I have a very scarred lung. It will never get better and by just using a face mask I'm not sure that'll be enough the mask is 99.97 efficiency.
I have come up with an idea to help but I'm not sure it'll work two windows in my workshop put a fan in each one and in and out to be used when I'm cutting. Clothes off the workspace so that's very small with just my benches and tool using an air quality meter to check the quality before I start and to check when it goes back down I can take off my mask. I'm not sure if anybody has any better ideas or maybe I should just give up doing woodwork anymore?
Appreciate any ideas or help you may give me.
Thanks lookie loose


----------



## woodnthings (Jan 24, 2009)

There are self contained battery powered full face masks that blow a curtain of clean filtered air across your face.
Rather than me going through these links, you need to see what will fit your budget and other requirements:


seld contained battery power dust mask - Google Search



Video links here:


self contained battery powered dust mask - Google Search


----------



## DrRobert (Apr 27, 2015)

Good point about suspended particles. They are floating around a long time after we rip the face mask off.

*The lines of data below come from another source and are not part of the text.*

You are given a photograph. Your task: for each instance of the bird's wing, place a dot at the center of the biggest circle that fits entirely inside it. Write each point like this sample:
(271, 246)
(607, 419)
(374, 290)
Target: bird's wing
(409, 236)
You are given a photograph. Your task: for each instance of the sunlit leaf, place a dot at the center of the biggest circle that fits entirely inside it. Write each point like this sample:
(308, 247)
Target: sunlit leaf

An air filtration unit Is a must in any shop. I don’t even know I’d they‘re available but if you can, get HEPA filters. And be sure your vac have them, too.

WW’ing is a bad hobby to have if your lungs are bad. Think about what the big dust producers are - saws and sanders. Excellent dust collection on them is a must. Anything you can do to minimize their use

A good argument could be made for going Neanderthal.


----------